Per quanto riguarda la cannabis, i volontari sono stati intervistati in modo confidenziale sul loro consumo e sulla loro dipendenza in cinque occasioni: a 18, 21, 26, 32 e 38 anni. Alcuni test neuropsicologici sono stati eseguiti all’età di 13 e 38 anni, e un declino evidente del Qi (fino a otto punti) è stato riscontrato tra chi ha cominciato a usare la cannabis da adolescente e ne è poi diventato un consumatore abituale – almeno quattro volte alla settimana – per un lungo periodo.

“L’alterazione è globale e riguarda le cinque aree del funzionamento neuropsicologico. E non può essere spiegata con altri fattori come un minore livello d’istruzione o l’uso di alcol o di altre droghe”, precisano gli autori.

Sviluppo cerebrale

Un altro punto importante è che l’interruzione definitiva o la riduzione del consumo di droga non ha ripristinato completamente le capacità intellettive. Invece un inizio più tardivo, in età adulta, non è accompagnato da una riduzione del Qi, sottolineano Madeline Meier e i suoi colleghi.

“C’era chi pensava che i problemi di memoria e di attenzione scomparissero una volta interrotta l’assunzione di cannabis. Questo studio dimostra che i disturbi possono diventare irreversibili e abbastanza consistenti da causare problemi nella vita quotidiana”, commenta Philippe Arvers, medico epidemiologo e specialista di fenomeni di dipendenza.

“Si tratta di un’ottima ricerca, e particolarmente interessante è la dimostrazione dell’interazione della cannabis con lo sviluppo cerebrale”, aggiunge Mickaèl Naassila, direttore del Gruppo di ricerca su alcol e farmacodipendenze dell’istituto di sanità e ricerca medica francese (Inserm). “Il risultato conferma l’idea che bisogna ritardare l’incontro con questa droga”.

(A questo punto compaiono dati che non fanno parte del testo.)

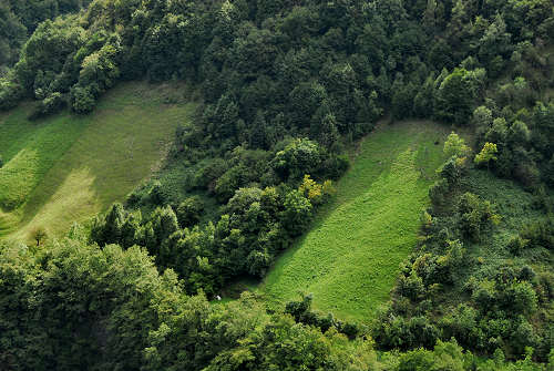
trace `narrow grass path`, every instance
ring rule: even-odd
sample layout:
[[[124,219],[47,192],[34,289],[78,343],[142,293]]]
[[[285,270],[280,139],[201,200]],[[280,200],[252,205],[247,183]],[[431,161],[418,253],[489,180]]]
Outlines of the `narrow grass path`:
[[[370,134],[338,182],[336,199],[258,288],[269,306],[312,293],[317,310],[370,320],[417,243],[447,134],[430,122],[397,123]]]
[[[176,86],[138,82],[88,116],[30,122],[28,105],[0,116],[0,237],[27,240],[38,226],[61,235],[123,199],[156,171],[194,106]]]

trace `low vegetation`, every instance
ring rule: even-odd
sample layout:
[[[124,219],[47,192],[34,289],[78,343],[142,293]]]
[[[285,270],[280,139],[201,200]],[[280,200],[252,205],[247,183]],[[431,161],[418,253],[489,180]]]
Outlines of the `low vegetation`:
[[[91,116],[38,122],[27,106],[0,118],[0,234],[28,240],[33,228],[64,234],[123,199],[161,165],[194,104],[164,103],[174,87],[125,84]]]
[[[277,260],[260,292],[274,305],[310,293],[317,310],[370,320],[417,243],[445,133],[429,122],[401,122],[363,140],[337,197]]]
[[[551,0],[3,1],[0,368],[552,369],[553,38]]]

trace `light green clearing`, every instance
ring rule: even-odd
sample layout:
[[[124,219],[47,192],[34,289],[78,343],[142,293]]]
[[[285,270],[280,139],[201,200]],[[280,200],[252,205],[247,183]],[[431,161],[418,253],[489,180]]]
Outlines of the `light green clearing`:
[[[370,134],[338,182],[336,199],[260,286],[269,306],[312,293],[316,310],[370,320],[417,244],[448,133],[434,123],[404,122]]]
[[[93,114],[30,122],[29,104],[0,115],[0,236],[64,233],[121,200],[161,165],[194,104],[178,86],[125,83]]]

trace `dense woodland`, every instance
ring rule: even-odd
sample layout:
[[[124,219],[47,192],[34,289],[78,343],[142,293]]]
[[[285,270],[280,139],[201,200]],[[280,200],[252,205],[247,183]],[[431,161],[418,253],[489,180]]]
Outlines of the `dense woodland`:
[[[554,367],[552,1],[10,0],[0,13],[2,110],[89,114],[138,79],[185,81],[199,102],[158,179],[62,240],[1,245],[0,370]],[[209,303],[309,229],[383,116],[469,140],[444,143],[420,243],[375,323],[312,311],[309,296],[281,311],[252,293]],[[532,198],[486,199],[496,177]]]

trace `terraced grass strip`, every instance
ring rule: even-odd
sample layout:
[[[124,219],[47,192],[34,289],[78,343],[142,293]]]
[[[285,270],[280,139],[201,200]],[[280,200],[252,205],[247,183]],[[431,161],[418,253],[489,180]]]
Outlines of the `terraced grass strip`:
[[[417,243],[445,134],[422,122],[371,134],[338,183],[337,199],[260,287],[268,302],[278,306],[298,299],[299,292],[312,293],[315,309],[342,319],[371,319]]]

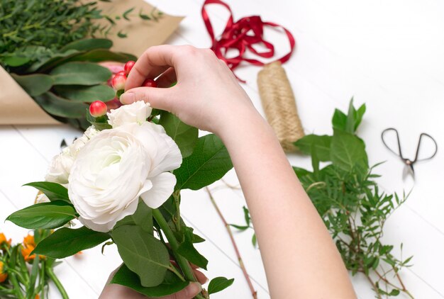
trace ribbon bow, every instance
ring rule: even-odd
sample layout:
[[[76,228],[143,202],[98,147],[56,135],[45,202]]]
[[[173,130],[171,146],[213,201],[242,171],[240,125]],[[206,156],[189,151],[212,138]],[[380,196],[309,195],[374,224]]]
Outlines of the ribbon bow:
[[[205,6],[208,4],[222,5],[230,12],[230,16],[219,40],[217,40],[214,35],[213,26],[205,10]],[[271,58],[274,55],[273,44],[264,40],[262,37],[265,26],[282,28],[289,39],[290,52],[276,61],[280,61],[282,63],[286,62],[290,59],[292,54],[293,54],[296,42],[292,33],[287,28],[274,23],[264,22],[259,16],[247,16],[234,22],[233,12],[230,6],[221,0],[206,0],[202,6],[202,18],[210,38],[211,38],[212,45],[211,49],[218,58],[223,60],[227,64],[231,71],[234,71],[243,61],[253,65],[262,66],[265,64],[265,62],[260,60],[245,57],[244,55],[247,50],[264,58]],[[252,33],[252,35],[250,33]],[[253,47],[253,45],[255,44],[262,44],[267,50],[264,52],[258,52]],[[238,55],[231,58],[227,57],[226,54],[230,49],[236,49],[239,52]],[[245,82],[243,80],[239,80]]]

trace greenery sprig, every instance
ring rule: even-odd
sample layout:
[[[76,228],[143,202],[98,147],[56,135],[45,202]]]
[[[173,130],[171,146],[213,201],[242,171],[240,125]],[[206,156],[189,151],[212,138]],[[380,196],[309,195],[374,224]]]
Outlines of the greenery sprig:
[[[42,181],[26,186],[38,188],[50,201],[18,210],[7,220],[26,228],[57,229],[33,252],[53,259],[62,259],[104,244],[102,251],[106,246],[116,246],[124,264],[111,283],[157,298],[173,294],[186,288],[190,281],[196,281],[192,264],[206,269],[209,263],[195,246],[205,240],[194,234],[181,217],[181,191],[206,187],[223,176],[233,164],[223,143],[215,135],[199,137],[197,128],[167,111],[157,111],[148,119],[163,126],[183,157],[180,167],[173,172],[177,179],[174,191],[160,207],[151,208],[140,200],[134,214],[117,222],[108,232],[94,231],[86,226],[62,227],[78,218],[79,214],[65,186]],[[88,114],[87,120],[99,130],[109,125],[104,115],[94,117]],[[208,290],[202,290],[196,298],[208,299],[211,294],[233,283],[233,279],[214,278]]]
[[[363,273],[377,298],[413,298],[399,276],[412,256],[395,257],[394,246],[381,239],[387,219],[407,196],[387,194],[373,180],[379,176],[373,173],[378,164],[369,167],[364,141],[355,134],[365,112],[365,105],[357,110],[352,99],[348,114],[335,110],[333,136],[309,135],[295,142],[311,156],[313,171],[294,171],[352,274]],[[321,168],[321,162],[328,164]]]
[[[11,240],[0,233],[0,298],[45,298],[50,281],[61,297],[68,298],[53,270],[60,261],[32,253],[36,244],[50,235],[48,230],[35,230],[22,243],[11,244]]]
[[[364,141],[356,135],[365,113],[365,105],[355,109],[353,99],[348,114],[336,109],[333,135],[309,135],[294,143],[311,157],[313,170],[294,169],[352,274],[362,273],[378,298],[401,293],[413,298],[399,275],[412,256],[402,258],[401,244],[401,257],[395,257],[394,246],[382,241],[386,220],[407,196],[387,194],[374,181],[378,164],[369,167]],[[233,225],[240,230],[251,227],[245,213],[246,225]]]

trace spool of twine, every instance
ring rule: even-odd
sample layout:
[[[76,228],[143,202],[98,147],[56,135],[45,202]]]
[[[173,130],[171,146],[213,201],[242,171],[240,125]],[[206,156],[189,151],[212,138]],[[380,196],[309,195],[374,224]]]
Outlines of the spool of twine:
[[[294,152],[293,142],[304,137],[296,100],[285,70],[279,62],[259,72],[257,85],[267,120],[285,152]]]

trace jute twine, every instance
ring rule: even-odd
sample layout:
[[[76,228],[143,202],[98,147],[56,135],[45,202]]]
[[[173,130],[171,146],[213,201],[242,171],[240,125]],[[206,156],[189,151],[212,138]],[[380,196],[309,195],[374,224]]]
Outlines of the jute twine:
[[[293,142],[304,137],[296,100],[279,62],[265,65],[257,75],[257,85],[268,123],[285,152],[294,152]]]

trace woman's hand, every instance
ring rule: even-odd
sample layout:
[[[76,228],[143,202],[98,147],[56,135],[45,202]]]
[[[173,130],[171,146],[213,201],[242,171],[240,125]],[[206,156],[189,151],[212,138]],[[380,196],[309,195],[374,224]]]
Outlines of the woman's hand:
[[[157,298],[157,299],[192,299],[199,294],[201,290],[202,290],[201,284],[205,283],[207,278],[202,272],[196,270],[197,267],[196,266],[192,265],[192,267],[193,268],[194,276],[199,281],[199,283],[190,283],[187,288],[174,294]],[[120,266],[118,268],[120,268]],[[110,274],[108,281],[106,281],[106,285],[105,285],[105,288],[104,288],[104,290],[102,290],[101,294],[100,294],[99,299],[146,299],[148,297],[134,290],[119,284],[110,283],[111,280],[114,276],[114,274],[116,274],[116,272],[117,272],[117,270],[118,270],[118,268]]]
[[[139,87],[145,79],[160,75],[156,81],[161,88]],[[224,123],[257,114],[225,62],[211,50],[189,45],[148,48],[131,69],[126,91],[121,96],[123,103],[145,101],[218,135],[226,127]]]

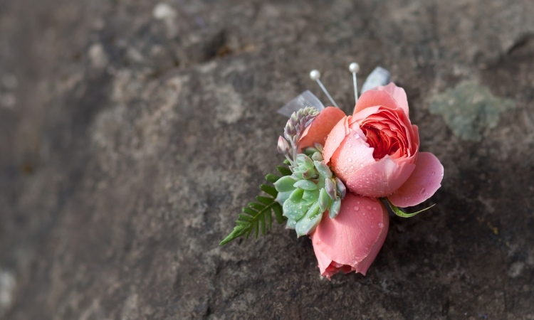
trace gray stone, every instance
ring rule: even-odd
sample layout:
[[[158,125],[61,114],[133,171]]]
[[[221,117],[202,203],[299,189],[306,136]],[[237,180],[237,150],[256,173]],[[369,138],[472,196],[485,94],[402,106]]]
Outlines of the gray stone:
[[[534,2],[159,3],[0,0],[0,317],[534,319]],[[406,90],[437,205],[365,277],[278,225],[219,247],[283,160],[276,110],[327,101],[316,68],[350,112],[352,61]],[[464,80],[517,106],[478,141],[429,110]]]

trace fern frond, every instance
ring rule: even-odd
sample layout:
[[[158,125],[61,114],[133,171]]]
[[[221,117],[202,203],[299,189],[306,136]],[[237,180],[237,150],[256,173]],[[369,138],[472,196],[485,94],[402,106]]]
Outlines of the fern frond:
[[[291,174],[291,171],[287,167],[278,166],[276,169],[284,176]],[[265,179],[273,183],[280,178],[278,176],[269,174],[266,176]],[[278,192],[274,187],[267,184],[260,185],[260,190],[269,196],[258,196],[256,197],[258,202],[249,202],[246,207],[243,207],[241,209],[243,213],[237,215],[238,220],[236,221],[236,225],[234,228],[234,230],[221,242],[220,245],[225,245],[239,237],[244,236],[248,239],[253,231],[256,238],[258,238],[260,233],[265,235],[267,227],[268,226],[269,229],[272,228],[273,214],[277,223],[280,224],[284,223],[282,206],[276,200]]]

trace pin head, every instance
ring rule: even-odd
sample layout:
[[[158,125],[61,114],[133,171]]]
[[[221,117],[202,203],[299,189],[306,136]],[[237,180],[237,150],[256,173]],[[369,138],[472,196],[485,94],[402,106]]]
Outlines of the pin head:
[[[310,79],[315,81],[320,78],[321,78],[321,73],[320,73],[319,70],[313,70],[310,71]]]
[[[349,71],[350,71],[351,73],[357,73],[358,71],[360,71],[360,65],[356,63],[351,63],[350,65],[349,65]],[[311,75],[311,74],[310,75]]]

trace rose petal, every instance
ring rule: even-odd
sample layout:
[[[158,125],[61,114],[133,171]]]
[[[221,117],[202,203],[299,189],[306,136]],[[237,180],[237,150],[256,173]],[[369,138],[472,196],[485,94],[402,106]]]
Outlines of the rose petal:
[[[384,90],[391,95],[393,99],[397,101],[399,106],[404,110],[406,115],[409,115],[408,109],[408,97],[406,96],[406,91],[400,87],[397,87],[393,82],[389,82],[387,85],[379,85],[374,90]]]
[[[347,187],[355,193],[368,197],[384,197],[397,191],[415,169],[412,157],[392,159],[386,156],[352,174]]]
[[[300,148],[313,146],[315,142],[325,144],[325,139],[332,128],[345,117],[345,112],[334,107],[327,107],[306,127],[300,137]]]
[[[350,117],[343,117],[328,134],[326,142],[325,142],[325,147],[323,149],[323,158],[325,164],[328,164],[330,157],[337,149],[340,144],[345,139],[345,136],[349,132],[347,121],[350,119]]]
[[[362,130],[357,127],[349,130],[349,134],[330,158],[335,174],[343,181],[354,171],[375,162],[372,156],[374,149],[369,147]]]
[[[354,112],[352,112],[352,114],[355,116],[357,113],[366,108],[378,105],[382,105],[389,109],[394,109],[396,107],[401,108],[400,105],[399,105],[397,100],[395,100],[387,92],[384,90],[372,90],[365,91],[363,92],[363,95],[360,97],[358,102],[356,102],[356,106],[354,108]],[[401,108],[401,110],[402,110],[402,108]]]
[[[444,169],[439,160],[430,152],[419,152],[415,170],[397,192],[387,197],[401,207],[416,206],[429,198],[441,186]]]
[[[376,199],[347,193],[335,219],[325,217],[312,234],[321,275],[340,270],[365,274],[387,234],[389,218]]]

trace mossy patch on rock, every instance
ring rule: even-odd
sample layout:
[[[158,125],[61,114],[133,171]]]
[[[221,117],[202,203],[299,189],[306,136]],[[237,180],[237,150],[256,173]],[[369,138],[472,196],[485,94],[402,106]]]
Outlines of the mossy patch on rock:
[[[460,139],[478,142],[486,130],[497,126],[502,112],[515,105],[514,100],[496,97],[488,88],[466,80],[431,98],[429,110],[443,116]]]

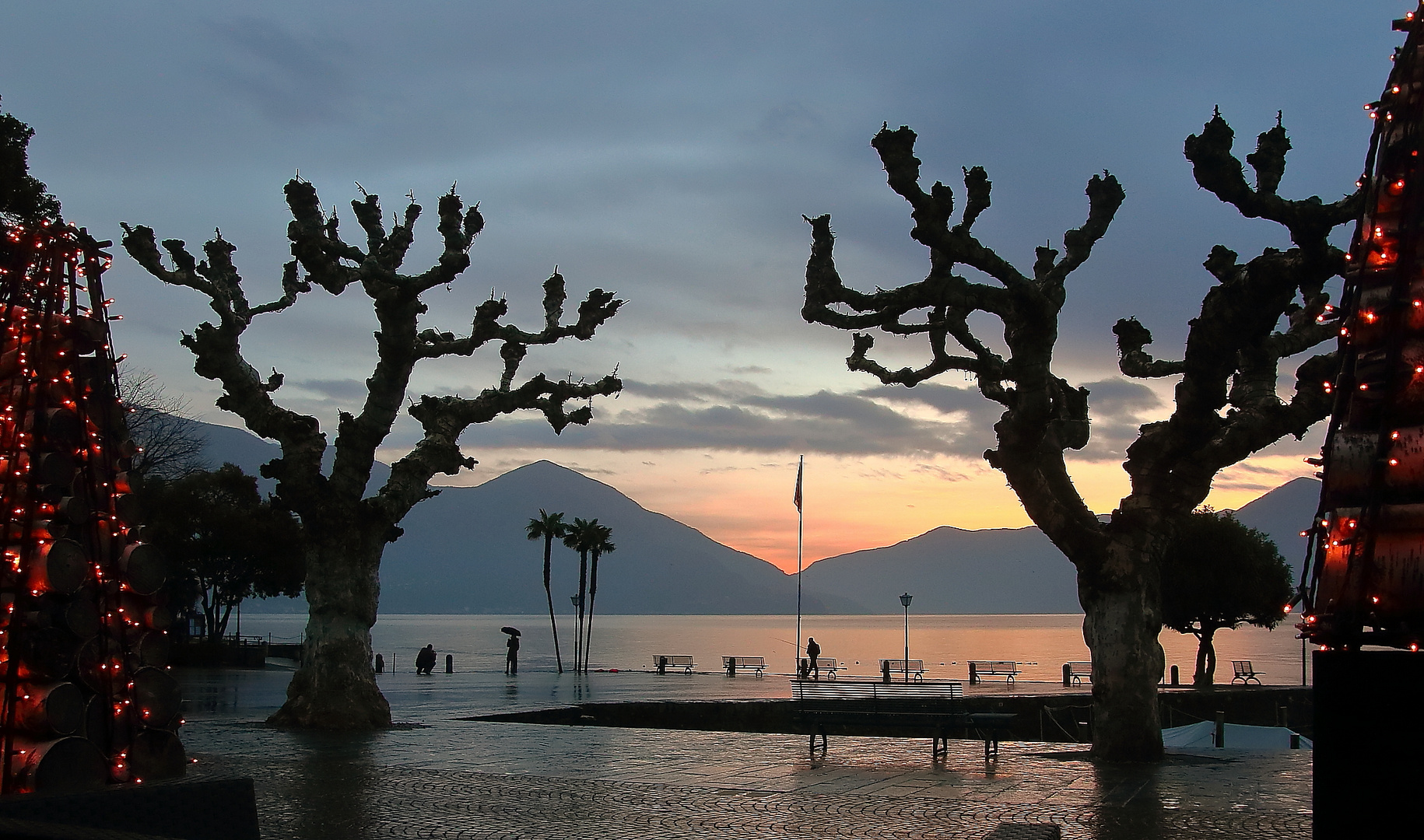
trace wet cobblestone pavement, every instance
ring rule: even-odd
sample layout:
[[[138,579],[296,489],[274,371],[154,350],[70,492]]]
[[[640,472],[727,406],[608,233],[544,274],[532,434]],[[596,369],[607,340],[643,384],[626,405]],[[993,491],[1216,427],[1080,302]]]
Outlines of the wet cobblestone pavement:
[[[198,759],[189,779],[255,780],[268,840],[977,840],[1000,823],[1058,823],[1064,837],[1092,840],[1310,836],[1309,752],[1109,767],[1075,745],[1005,743],[985,762],[977,742],[951,742],[934,763],[927,740],[832,737],[829,755],[813,760],[806,740],[789,735],[456,720],[547,691],[534,679],[511,691],[494,675],[436,692],[396,676],[382,688],[396,718],[416,723],[292,733],[259,723],[281,699],[282,675],[246,673],[232,702],[194,703],[184,743]],[[211,679],[231,688],[234,678]],[[699,696],[725,691],[685,686]],[[226,696],[208,689],[189,696]]]

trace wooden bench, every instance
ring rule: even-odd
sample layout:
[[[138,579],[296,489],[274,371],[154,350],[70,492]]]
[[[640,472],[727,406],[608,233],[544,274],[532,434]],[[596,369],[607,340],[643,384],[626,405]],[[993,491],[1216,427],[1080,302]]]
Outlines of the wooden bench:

Tuttavia in questo gruppo neozelandese, il sottogruppo dei soggetti più vulnerabili agli effetti della cannabis sul Qi (inizio precoce, uso regolare e prolungato della droga) è piuttosto ridotto: una quarantina di persone, cioè il 5 per cento della popolazione studiata, osserva Jean-Lue Martinot, pedopsichiatra e direttore di ricerca ali’Inserm: “Questo elemento spinge alla prudenza nell’interpretazione dei risultati, così come il fatto che sono stati misurati solo dei comportamenti.

Non ci sono state analisi obiettive a livello cerebrale”, spiega il ricercatore francese. Analizzare il cervello di un gruppo di adolescenti con la risonanza magnetica anatomica e funzionale è proprio quello che sta facendo Martinot nel quadro di un progetto europeo, il cui scopo è quello di cercare dei legami tra i fattori biologici e ambientali che influenzano la salute mentale e le dipendenze dei giovani.